4. Always clean your strings before you play and after. They will last longer. Spray a small amount of cleaner on a cloth, and wipe clean until you have removed all of the dirt and grime. A good time to clean the neck and headstock of the guitar is when changing strings and all the strings are removed. If you love your guitar, it will love you back and continue to sound good. Cleaning every time you put new strings on just makes it all the easier. And yes it is ok to spray the guitar as long as you are careful not to go overboard and use too much cleaner. A little goes a long way.
5. Do not store your guitar in a car trunk on summer days when there is extreme heat. Guitars last longer and retain their good sound when kept at a comfortable temperature and humidity level that is safe for the woods. Wood ages and dries out very slowly, so sudden and extreme changes are not good.
6. Always wash your hands before playing. Dirt and oil from your hands will make strings rust and sound dull. You can actually protect your strings and make them last longer by keeping them clean. I prefer Elixir Strings for my acoustic guitar, as they are coated with plastic to keep them around longer and saves me money. They cost more, but I can make them last for months. For electric guitars I use EVH Premium Strings as they are quality made but only cost around $5 a set.
7. Put together a guitar care kit that will fit in your hardshell case middle pocket. Use a Ziploc bag so you can easily see what is in there and keep stuff free of dust. Don’t have a hardshell case? Then buy one from SKB or from the company that makes your guitar. Any guitar maker will tell you a guitar kept in its hard case is protected from everything. My friend’s Ovation Hardshell Case kept his guitar unharmed when he was on the road and his house had a fire. The guitar case was scorched but the $800 guitar was untouched! It was worth the money paid for the case.

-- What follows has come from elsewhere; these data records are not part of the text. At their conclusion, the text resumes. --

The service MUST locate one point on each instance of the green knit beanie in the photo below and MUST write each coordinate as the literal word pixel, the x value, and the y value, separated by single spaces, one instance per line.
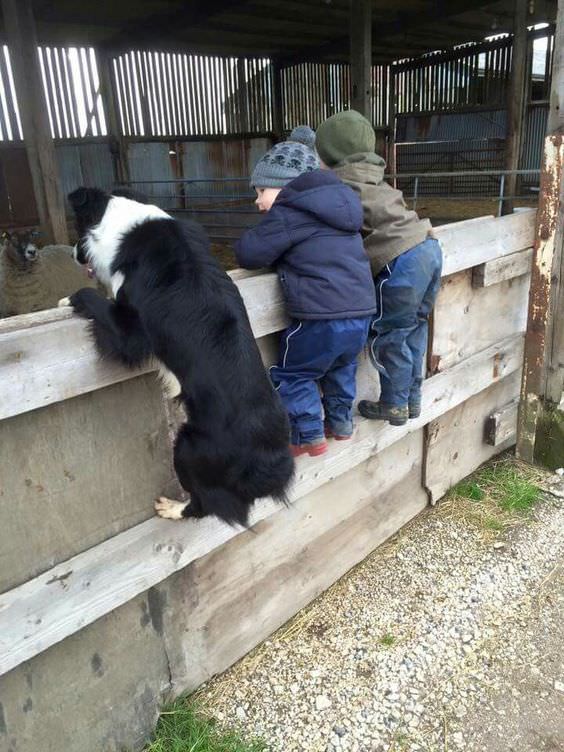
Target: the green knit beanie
pixel 343 134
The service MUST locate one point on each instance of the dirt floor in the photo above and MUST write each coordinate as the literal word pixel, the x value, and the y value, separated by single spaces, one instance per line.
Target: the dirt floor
pixel 449 638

8. If anything gets spilled accidentally on the guitar, use a soft cloth and wipe until it’s dry, and then use your cleaner/polisher as instructed. Don’t panic — most guitars that are made to last a long time can handle a mishap or two.
9. Last but not least, replace the frets when they are worn out. This ensures that the notes you play are true and in tune. Guitars are not unlike cars in that you have to maintain them.